Despite its obvious shortcomings compared to CGI now, Tron was a box-office success and prepared the way for more computer animation – leading a dozen years later to John Lassiter’s Toy Story (1995) – the first completely computer generated feature.

To marry CGI with live action means that the position of objects and people in the real-world (in studio movie-sets or on location) has to be synchronised with the ‘people’ and objects in CGI space. (And of course the camera-lensing, lighting and aperture has to be synchronised too). This is where two technologies come in: motion-capture (MOCAP) and motion-control.

MOCAP is the capture of an actor’s motion and movement.

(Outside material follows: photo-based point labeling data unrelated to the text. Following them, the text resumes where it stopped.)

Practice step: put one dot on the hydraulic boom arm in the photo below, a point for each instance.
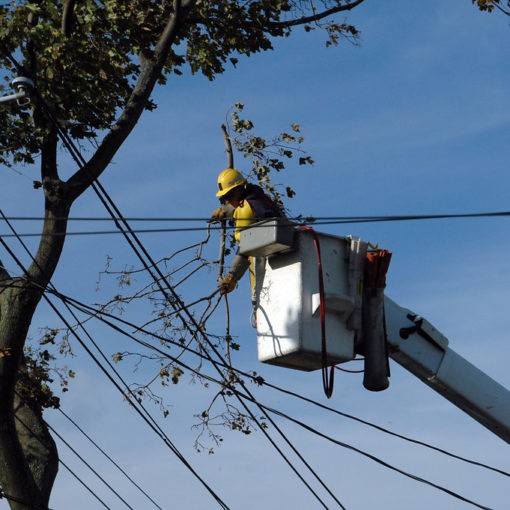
(416, 345)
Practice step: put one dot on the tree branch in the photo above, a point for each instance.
(68, 17)
(135, 105)
(316, 17)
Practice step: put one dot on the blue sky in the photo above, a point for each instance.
(413, 121)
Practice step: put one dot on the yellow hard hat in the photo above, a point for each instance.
(228, 180)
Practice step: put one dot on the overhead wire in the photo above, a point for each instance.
(144, 257)
(114, 212)
(71, 472)
(139, 408)
(324, 220)
(143, 250)
(94, 312)
(108, 457)
(232, 388)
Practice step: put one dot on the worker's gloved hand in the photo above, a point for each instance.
(227, 284)
(217, 215)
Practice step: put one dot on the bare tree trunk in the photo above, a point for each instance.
(28, 455)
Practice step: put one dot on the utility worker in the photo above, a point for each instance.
(246, 203)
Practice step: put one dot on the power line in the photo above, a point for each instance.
(325, 220)
(277, 412)
(103, 452)
(305, 219)
(95, 313)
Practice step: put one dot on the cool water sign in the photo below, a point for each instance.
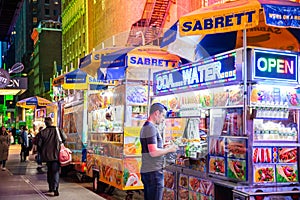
(275, 66)
(211, 72)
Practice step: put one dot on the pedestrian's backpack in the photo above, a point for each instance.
(65, 154)
(20, 139)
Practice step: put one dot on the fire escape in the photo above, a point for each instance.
(149, 27)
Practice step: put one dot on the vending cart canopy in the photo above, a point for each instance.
(33, 102)
(239, 15)
(90, 63)
(134, 62)
(202, 43)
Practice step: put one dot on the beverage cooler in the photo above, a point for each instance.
(115, 117)
(237, 126)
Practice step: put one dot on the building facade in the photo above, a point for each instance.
(89, 25)
(47, 54)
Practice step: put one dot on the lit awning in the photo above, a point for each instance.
(17, 86)
(135, 62)
(90, 63)
(239, 15)
(33, 102)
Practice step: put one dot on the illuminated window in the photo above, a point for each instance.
(47, 11)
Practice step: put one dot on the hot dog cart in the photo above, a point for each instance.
(237, 126)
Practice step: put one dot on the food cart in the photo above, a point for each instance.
(237, 129)
(116, 114)
(69, 113)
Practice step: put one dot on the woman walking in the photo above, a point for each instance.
(4, 146)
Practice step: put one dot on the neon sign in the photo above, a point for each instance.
(275, 66)
(218, 70)
(149, 61)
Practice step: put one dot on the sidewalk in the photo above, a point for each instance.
(22, 181)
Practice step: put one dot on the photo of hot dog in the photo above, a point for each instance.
(236, 148)
(265, 173)
(217, 165)
(168, 194)
(287, 155)
(217, 146)
(286, 173)
(169, 178)
(237, 169)
(262, 155)
(194, 183)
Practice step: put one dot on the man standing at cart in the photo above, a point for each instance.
(153, 152)
(49, 147)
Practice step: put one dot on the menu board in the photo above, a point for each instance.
(275, 164)
(228, 157)
(169, 185)
(191, 187)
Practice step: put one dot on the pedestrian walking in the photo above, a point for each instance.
(14, 134)
(153, 152)
(49, 146)
(4, 147)
(36, 150)
(24, 141)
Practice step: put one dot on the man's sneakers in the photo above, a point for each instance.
(56, 193)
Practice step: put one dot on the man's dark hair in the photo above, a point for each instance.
(157, 106)
(48, 121)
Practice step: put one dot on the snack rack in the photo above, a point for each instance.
(251, 120)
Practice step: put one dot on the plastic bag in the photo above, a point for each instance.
(65, 155)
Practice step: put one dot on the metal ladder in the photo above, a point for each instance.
(151, 24)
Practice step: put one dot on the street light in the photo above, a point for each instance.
(142, 35)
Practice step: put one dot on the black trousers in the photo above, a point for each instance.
(53, 174)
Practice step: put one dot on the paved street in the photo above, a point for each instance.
(23, 181)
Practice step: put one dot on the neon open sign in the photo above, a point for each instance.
(200, 75)
(275, 66)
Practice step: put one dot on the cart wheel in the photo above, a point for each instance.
(110, 190)
(129, 197)
(102, 186)
(96, 182)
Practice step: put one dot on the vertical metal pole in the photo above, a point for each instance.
(149, 88)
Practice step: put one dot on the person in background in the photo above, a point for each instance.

It is usually done in a green-screen or blue-screen studio. Motion control is feeding data on camera position, aperture, filters etc from the real-world camera to the virtual camera, so that images from both worlds can be aligned in perfect synch.

Before Digital: Optical and Mechanical FX

Of course, the world of virtual cinematography has grown out of, and ultimately was based upon, the pre-digital world of optical special effects (opticals or mechanicals), where production designs, directors and cinematographers built real 3d sets and used either in-camera or laboratory-processed special effects. These early effects techniques – like this example of glass-matte painting – emerged in the 1930s (it was used in Gone With the Wind, Selznick 1939), and were still being used in Steven Spielberg’s Raiders of the Lost Ark in 1982.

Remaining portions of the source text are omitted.